Federated learning (FL) suffers from convergence difficulties and model bias under non-IID long-tailed data due to momentum-induced gradient drift. To address this, we propose FedWCM—the first FL optimizer that jointly leverages hierarchical neural network analysis and dynamic momentum calibration. FedWCM adaptively adjusts per-layer momentum parameters based on each client’s local data distribution and the global model state, explicitly correcting directional bias in stochastic gradients. It requires no additional labels or access to global data, making it inherently compatible with client heterogeneity and class imbalance. Evaluated on multiple long-tailed non-IID benchmarks—including CIFAR-10-LT and ImageNet-LT—FedWCM achieves significantly faster convergence and higher final accuracy than state-of-the-art FL methods (e.g., FedAvg, FedProx, SCAFFOLD). It robustly resolves the non-convergence and bias issues plaguing momentum-based FL in long-tailed settings.

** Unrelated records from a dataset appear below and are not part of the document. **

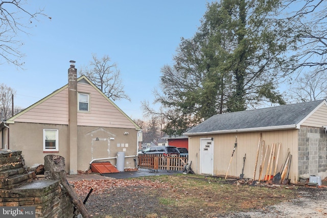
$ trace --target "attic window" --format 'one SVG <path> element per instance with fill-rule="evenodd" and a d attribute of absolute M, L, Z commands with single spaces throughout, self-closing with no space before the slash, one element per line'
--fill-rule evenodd
<path fill-rule="evenodd" d="M 58 138 L 58 130 L 48 129 L 43 129 L 43 152 L 58 152 L 59 151 Z"/>
<path fill-rule="evenodd" d="M 78 93 L 78 111 L 89 111 L 89 94 L 85 93 Z"/>

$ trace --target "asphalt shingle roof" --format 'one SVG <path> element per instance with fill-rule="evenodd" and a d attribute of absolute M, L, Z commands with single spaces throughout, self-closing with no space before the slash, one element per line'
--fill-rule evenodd
<path fill-rule="evenodd" d="M 324 101 L 216 114 L 192 128 L 185 135 L 290 125 L 294 125 L 295 128 L 295 125 Z"/>

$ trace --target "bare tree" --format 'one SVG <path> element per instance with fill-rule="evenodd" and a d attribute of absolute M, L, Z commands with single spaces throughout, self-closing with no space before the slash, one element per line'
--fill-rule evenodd
<path fill-rule="evenodd" d="M 2 83 L 0 84 L 0 109 L 1 110 L 1 122 L 6 120 L 13 115 L 12 113 L 12 98 L 16 91 Z"/>
<path fill-rule="evenodd" d="M 92 58 L 93 60 L 90 62 L 89 67 L 82 69 L 80 74 L 86 76 L 102 92 L 112 100 L 125 99 L 130 101 L 124 91 L 120 70 L 117 68 L 117 64 L 111 62 L 111 59 L 108 55 L 99 59 L 97 55 L 94 54 Z"/>
<path fill-rule="evenodd" d="M 27 3 L 21 0 L 0 2 L 0 64 L 6 62 L 22 67 L 24 54 L 19 48 L 24 43 L 17 37 L 21 34 L 28 34 L 27 30 L 32 27 L 33 21 L 38 21 L 38 15 L 46 16 L 42 10 L 35 13 L 28 11 Z"/>
<path fill-rule="evenodd" d="M 309 102 L 327 96 L 327 73 L 303 74 L 289 89 L 291 98 L 297 102 Z"/>
<path fill-rule="evenodd" d="M 286 0 L 290 28 L 298 43 L 292 58 L 298 64 L 293 70 L 316 73 L 327 69 L 327 2 L 323 0 Z"/>

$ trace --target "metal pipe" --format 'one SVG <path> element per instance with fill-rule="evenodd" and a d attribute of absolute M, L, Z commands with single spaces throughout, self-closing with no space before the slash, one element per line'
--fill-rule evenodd
<path fill-rule="evenodd" d="M 8 132 L 7 132 L 7 142 L 8 143 L 7 149 L 9 149 L 9 127 L 6 125 L 5 122 L 4 122 L 4 126 L 7 127 L 8 129 Z"/>

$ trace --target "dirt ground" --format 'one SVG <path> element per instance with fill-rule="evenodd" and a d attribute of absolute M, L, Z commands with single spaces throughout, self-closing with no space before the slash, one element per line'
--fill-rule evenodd
<path fill-rule="evenodd" d="M 324 188 L 300 188 L 297 198 L 290 202 L 271 206 L 267 210 L 229 214 L 229 217 L 327 217 L 327 190 Z"/>
<path fill-rule="evenodd" d="M 136 180 L 112 180 L 87 182 L 83 181 L 75 182 L 75 189 L 82 200 L 87 195 L 90 187 L 95 187 L 95 185 L 98 187 L 97 191 L 90 195 L 85 204 L 87 210 L 92 217 L 327 217 L 327 189 L 323 188 L 299 187 L 294 190 L 296 192 L 294 198 L 285 198 L 286 200 L 282 203 L 254 209 L 249 207 L 250 209 L 247 212 L 224 213 L 221 212 L 224 210 L 217 208 L 215 205 L 215 202 L 225 199 L 238 201 L 239 199 L 233 199 L 231 195 L 230 197 L 218 196 L 212 191 L 206 192 L 204 190 L 197 188 L 183 189 L 181 193 L 174 190 L 174 187 L 170 186 L 166 183 L 153 183 L 149 181 L 141 182 Z M 226 190 L 226 192 L 228 191 Z M 171 199 L 177 202 L 163 202 L 161 197 L 167 193 L 169 193 L 171 195 Z M 183 198 L 182 197 L 179 197 L 184 195 L 199 196 L 199 200 L 206 202 L 208 206 L 199 206 L 200 204 L 197 203 L 198 200 L 195 199 L 191 207 L 189 205 L 184 207 L 181 202 Z M 274 196 L 272 196 L 271 198 L 274 198 Z M 254 198 L 255 198 L 254 200 L 258 200 L 259 197 L 256 196 Z M 181 202 L 178 202 L 180 200 Z M 176 206 L 172 206 L 172 203 Z M 251 202 L 247 203 L 251 204 Z M 238 209 L 235 211 L 240 210 L 245 211 Z"/>

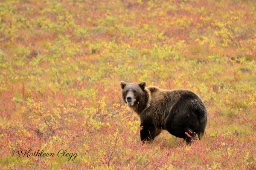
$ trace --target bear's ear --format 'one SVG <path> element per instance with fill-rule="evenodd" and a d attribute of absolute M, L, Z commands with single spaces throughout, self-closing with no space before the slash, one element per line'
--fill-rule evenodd
<path fill-rule="evenodd" d="M 124 88 L 125 88 L 125 86 L 126 85 L 126 84 L 124 81 L 122 81 L 120 82 L 120 85 L 121 86 L 121 88 L 122 88 L 122 89 L 124 89 Z"/>
<path fill-rule="evenodd" d="M 144 89 L 145 88 L 145 87 L 146 86 L 146 82 L 142 82 L 140 84 L 139 86 L 142 89 Z"/>

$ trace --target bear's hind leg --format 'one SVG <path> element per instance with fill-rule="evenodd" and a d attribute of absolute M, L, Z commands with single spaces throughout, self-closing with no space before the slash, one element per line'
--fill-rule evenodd
<path fill-rule="evenodd" d="M 190 129 L 187 129 L 186 131 L 185 134 L 186 137 L 184 139 L 186 144 L 189 144 L 192 143 L 193 140 L 196 139 L 196 133 L 195 132 L 193 132 Z"/>

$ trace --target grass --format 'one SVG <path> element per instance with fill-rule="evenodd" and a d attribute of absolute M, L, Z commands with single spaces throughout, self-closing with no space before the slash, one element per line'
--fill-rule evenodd
<path fill-rule="evenodd" d="M 0 169 L 255 169 L 256 5 L 2 1 Z M 121 81 L 195 92 L 203 139 L 142 144 Z"/>

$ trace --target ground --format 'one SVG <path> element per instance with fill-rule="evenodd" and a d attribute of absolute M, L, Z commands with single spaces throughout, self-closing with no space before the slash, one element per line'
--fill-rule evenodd
<path fill-rule="evenodd" d="M 255 169 L 255 6 L 2 0 L 0 169 Z M 143 145 L 121 81 L 195 92 L 205 136 Z"/>

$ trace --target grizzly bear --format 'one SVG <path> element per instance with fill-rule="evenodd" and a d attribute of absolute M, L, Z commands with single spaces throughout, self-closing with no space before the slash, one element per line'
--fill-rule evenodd
<path fill-rule="evenodd" d="M 120 82 L 122 98 L 140 119 L 140 139 L 152 141 L 162 130 L 187 144 L 201 139 L 207 122 L 207 113 L 201 99 L 186 89 L 165 90 L 146 87 L 146 82 L 126 84 Z"/>

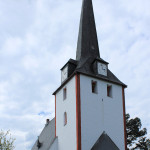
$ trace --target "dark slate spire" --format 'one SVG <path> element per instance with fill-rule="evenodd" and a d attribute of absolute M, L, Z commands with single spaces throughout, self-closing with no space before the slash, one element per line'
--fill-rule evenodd
<path fill-rule="evenodd" d="M 76 60 L 100 57 L 92 0 L 83 0 Z"/>

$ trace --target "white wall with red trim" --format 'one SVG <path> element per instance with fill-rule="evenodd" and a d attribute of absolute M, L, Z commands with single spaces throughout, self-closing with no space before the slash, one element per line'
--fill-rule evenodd
<path fill-rule="evenodd" d="M 67 98 L 63 100 L 63 88 Z M 56 93 L 56 136 L 59 150 L 77 150 L 76 144 L 76 84 L 73 77 Z M 67 113 L 67 124 L 64 126 L 64 112 Z"/>
<path fill-rule="evenodd" d="M 98 93 L 92 93 L 91 81 L 97 81 Z M 107 96 L 112 85 L 112 98 Z M 80 76 L 81 146 L 90 150 L 105 131 L 119 149 L 124 150 L 122 86 Z"/>

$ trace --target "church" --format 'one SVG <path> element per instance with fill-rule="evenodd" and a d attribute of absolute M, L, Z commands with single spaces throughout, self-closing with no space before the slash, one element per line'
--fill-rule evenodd
<path fill-rule="evenodd" d="M 76 60 L 61 68 L 55 118 L 32 150 L 126 150 L 126 87 L 100 55 L 92 0 L 83 0 Z"/>

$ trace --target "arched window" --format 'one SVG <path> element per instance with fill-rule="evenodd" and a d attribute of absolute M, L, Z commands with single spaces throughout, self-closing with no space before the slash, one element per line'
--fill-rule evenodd
<path fill-rule="evenodd" d="M 64 126 L 67 124 L 67 113 L 64 112 Z"/>

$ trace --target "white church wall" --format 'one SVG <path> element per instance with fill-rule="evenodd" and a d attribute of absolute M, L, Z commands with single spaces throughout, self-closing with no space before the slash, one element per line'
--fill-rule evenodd
<path fill-rule="evenodd" d="M 49 150 L 58 150 L 58 138 L 56 138 Z"/>
<path fill-rule="evenodd" d="M 92 93 L 91 81 L 97 81 L 98 93 Z M 107 96 L 112 85 L 112 98 Z M 90 150 L 105 131 L 119 149 L 124 150 L 122 87 L 81 75 L 81 145 Z"/>
<path fill-rule="evenodd" d="M 56 94 L 56 136 L 59 150 L 76 150 L 76 91 L 73 77 Z M 63 89 L 67 97 L 63 100 Z M 67 113 L 67 124 L 64 126 L 64 112 Z"/>

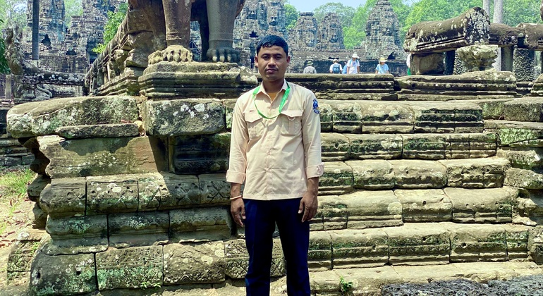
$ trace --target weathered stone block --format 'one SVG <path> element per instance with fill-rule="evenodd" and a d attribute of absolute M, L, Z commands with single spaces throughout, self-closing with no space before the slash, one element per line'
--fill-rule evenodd
<path fill-rule="evenodd" d="M 226 128 L 225 107 L 214 99 L 146 101 L 145 130 L 155 137 L 209 135 Z"/>
<path fill-rule="evenodd" d="M 223 242 L 166 245 L 164 261 L 164 285 L 221 283 L 225 279 Z"/>
<path fill-rule="evenodd" d="M 322 133 L 321 141 L 323 161 L 342 161 L 349 159 L 350 143 L 345 135 Z"/>
<path fill-rule="evenodd" d="M 39 195 L 42 194 L 45 186 L 50 183 L 51 178 L 48 176 L 37 174 L 32 183 L 28 184 L 28 186 L 26 187 L 28 199 L 32 202 L 37 202 L 39 199 Z"/>
<path fill-rule="evenodd" d="M 530 228 L 520 225 L 504 225 L 508 261 L 527 261 L 528 237 Z"/>
<path fill-rule="evenodd" d="M 505 261 L 506 230 L 499 225 L 447 224 L 451 233 L 451 262 Z"/>
<path fill-rule="evenodd" d="M 105 215 L 49 218 L 45 230 L 51 238 L 42 249 L 47 255 L 102 252 L 108 247 Z"/>
<path fill-rule="evenodd" d="M 162 246 L 110 248 L 96 254 L 99 290 L 138 289 L 162 285 Z"/>
<path fill-rule="evenodd" d="M 504 185 L 504 171 L 509 166 L 499 158 L 439 161 L 447 168 L 447 186 L 489 188 Z"/>
<path fill-rule="evenodd" d="M 394 187 L 394 171 L 392 165 L 386 160 L 348 161 L 346 164 L 353 168 L 355 188 L 384 190 Z"/>
<path fill-rule="evenodd" d="M 358 104 L 362 108 L 362 132 L 413 132 L 415 114 L 404 102 L 362 101 Z"/>
<path fill-rule="evenodd" d="M 54 135 L 62 126 L 133 122 L 139 117 L 137 99 L 82 97 L 21 104 L 8 113 L 8 130 L 14 137 Z"/>
<path fill-rule="evenodd" d="M 136 211 L 138 178 L 131 175 L 87 178 L 87 214 Z"/>
<path fill-rule="evenodd" d="M 66 139 L 138 137 L 140 135 L 138 125 L 136 123 L 61 126 L 55 130 L 55 133 Z"/>
<path fill-rule="evenodd" d="M 392 265 L 446 264 L 451 251 L 449 232 L 436 224 L 412 223 L 384 228 L 389 235 Z"/>
<path fill-rule="evenodd" d="M 328 231 L 311 231 L 309 234 L 307 264 L 310 270 L 332 269 L 332 241 Z"/>
<path fill-rule="evenodd" d="M 176 174 L 226 173 L 230 133 L 176 137 L 170 142 L 171 171 Z"/>
<path fill-rule="evenodd" d="M 390 160 L 398 188 L 443 188 L 447 183 L 446 169 L 431 161 Z"/>
<path fill-rule="evenodd" d="M 94 255 L 49 256 L 39 252 L 32 261 L 29 292 L 35 295 L 74 295 L 96 290 Z"/>
<path fill-rule="evenodd" d="M 490 157 L 496 155 L 498 135 L 494 132 L 468 134 L 470 136 L 470 158 Z"/>
<path fill-rule="evenodd" d="M 441 189 L 394 190 L 404 222 L 441 222 L 453 218 L 453 204 Z"/>
<path fill-rule="evenodd" d="M 528 236 L 528 255 L 534 262 L 543 264 L 543 226 L 530 228 Z"/>
<path fill-rule="evenodd" d="M 66 140 L 38 137 L 51 178 L 167 171 L 165 149 L 148 137 Z"/>
<path fill-rule="evenodd" d="M 444 189 L 453 203 L 453 221 L 507 223 L 512 220 L 511 195 L 502 188 Z"/>
<path fill-rule="evenodd" d="M 507 159 L 511 166 L 530 170 L 543 166 L 543 149 L 501 147 L 496 154 L 498 157 Z"/>
<path fill-rule="evenodd" d="M 230 205 L 230 183 L 223 173 L 198 176 L 202 204 Z"/>
<path fill-rule="evenodd" d="M 403 135 L 403 159 L 443 159 L 447 151 L 447 136 Z"/>
<path fill-rule="evenodd" d="M 389 262 L 389 238 L 381 229 L 330 232 L 334 269 L 382 266 Z"/>
<path fill-rule="evenodd" d="M 517 142 L 543 139 L 543 123 L 542 123 L 485 121 L 484 128 L 488 132 L 496 132 L 499 135 L 499 144 L 502 147 Z"/>
<path fill-rule="evenodd" d="M 403 142 L 397 135 L 347 135 L 350 159 L 391 159 L 401 157 Z"/>
<path fill-rule="evenodd" d="M 249 253 L 247 252 L 245 240 L 232 240 L 224 242 L 226 267 L 225 273 L 231 278 L 243 278 L 249 267 Z M 285 275 L 285 259 L 281 240 L 274 239 L 272 249 L 272 269 L 273 277 Z"/>
<path fill-rule="evenodd" d="M 232 227 L 230 214 L 224 207 L 170 211 L 170 238 L 174 242 L 225 240 Z"/>
<path fill-rule="evenodd" d="M 39 206 L 51 218 L 85 215 L 87 184 L 85 178 L 49 180 L 42 191 Z"/>
<path fill-rule="evenodd" d="M 329 230 L 332 229 L 347 228 L 347 205 L 343 199 L 338 196 L 325 195 L 319 197 L 319 209 L 317 215 L 322 219 L 322 227 L 312 230 Z M 313 220 L 315 218 L 314 218 Z"/>
<path fill-rule="evenodd" d="M 327 162 L 324 173 L 319 179 L 319 193 L 343 195 L 353 191 L 353 168 L 342 161 Z"/>
<path fill-rule="evenodd" d="M 353 101 L 324 101 L 332 108 L 335 132 L 362 132 L 362 107 Z"/>
<path fill-rule="evenodd" d="M 169 173 L 138 175 L 138 211 L 194 206 L 201 202 L 198 178 Z"/>
<path fill-rule="evenodd" d="M 124 248 L 165 244 L 169 223 L 164 212 L 111 214 L 107 226 L 109 245 Z"/>
<path fill-rule="evenodd" d="M 350 229 L 396 226 L 402 224 L 401 204 L 391 190 L 358 191 L 342 195 L 347 206 Z"/>
<path fill-rule="evenodd" d="M 504 185 L 524 189 L 543 189 L 543 174 L 531 170 L 509 168 Z"/>

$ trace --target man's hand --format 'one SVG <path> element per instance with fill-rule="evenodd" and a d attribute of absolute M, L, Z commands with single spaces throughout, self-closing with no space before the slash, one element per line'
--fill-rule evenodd
<path fill-rule="evenodd" d="M 302 197 L 302 200 L 300 202 L 300 208 L 298 210 L 298 214 L 303 212 L 302 223 L 308 221 L 315 217 L 315 214 L 317 214 L 318 205 L 319 202 L 317 199 L 317 195 L 306 191 L 303 197 Z"/>
<path fill-rule="evenodd" d="M 243 220 L 245 219 L 245 205 L 243 198 L 236 199 L 230 203 L 230 213 L 232 214 L 234 222 L 243 227 Z"/>

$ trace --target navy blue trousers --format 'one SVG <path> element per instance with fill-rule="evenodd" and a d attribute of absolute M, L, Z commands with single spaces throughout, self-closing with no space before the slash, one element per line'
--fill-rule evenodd
<path fill-rule="evenodd" d="M 272 235 L 276 223 L 286 261 L 287 293 L 288 296 L 311 295 L 307 270 L 309 221 L 302 223 L 303 214 L 298 214 L 301 199 L 245 199 L 245 243 L 249 252 L 245 276 L 248 296 L 269 295 Z"/>

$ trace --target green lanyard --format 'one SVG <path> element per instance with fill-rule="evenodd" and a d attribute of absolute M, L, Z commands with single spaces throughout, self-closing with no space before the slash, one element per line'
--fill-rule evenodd
<path fill-rule="evenodd" d="M 283 99 L 281 99 L 281 104 L 279 105 L 279 113 L 274 117 L 267 117 L 262 114 L 262 113 L 260 112 L 260 110 L 258 110 L 258 107 L 257 107 L 257 94 L 258 93 L 259 90 L 260 90 L 260 85 L 257 86 L 257 88 L 255 89 L 255 91 L 252 92 L 252 101 L 255 103 L 255 108 L 257 109 L 258 115 L 266 119 L 274 119 L 279 116 L 279 114 L 281 114 L 281 111 L 283 110 L 283 107 L 285 106 L 285 103 L 286 103 L 286 98 L 288 97 L 288 94 L 291 92 L 291 86 L 288 85 L 288 82 L 286 82 L 286 90 L 285 90 L 285 94 L 283 94 Z"/>

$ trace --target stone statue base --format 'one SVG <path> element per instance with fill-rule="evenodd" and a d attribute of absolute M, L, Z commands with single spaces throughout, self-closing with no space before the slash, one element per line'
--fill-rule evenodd
<path fill-rule="evenodd" d="M 149 66 L 138 82 L 149 99 L 232 99 L 256 87 L 257 78 L 236 63 L 161 61 Z"/>

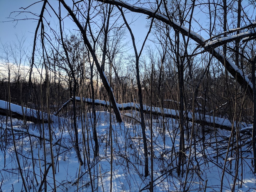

Federated Learning (FL) enables decentralized model training while preserving data privacy. Despite its benefits, FL faces challenges with non-identically distributed (non-IID) data, especially in long-tailed scenarios with imbalanced class samples. Momentum-based FL methods, often used to accelerate FL convergence, struggle with these distributions, resulting in biased models and making FL hard to converge. To understand this challenge, we conduct extensive investigations into this phenomenon, accompanied by a layer-wise analysis of neural network behavior. Based on these insights, we propose FedWCM, a method that dynamically adjusts momentum using global and per-round data to correct directional biases introduced by long-tailed distributions. Extensive experiments show that FedWCM resolves non-convergence issues and outperforms existing methods, enhancing FL's efficiency and effectiveness in handling client heterogeneity and data imbalance.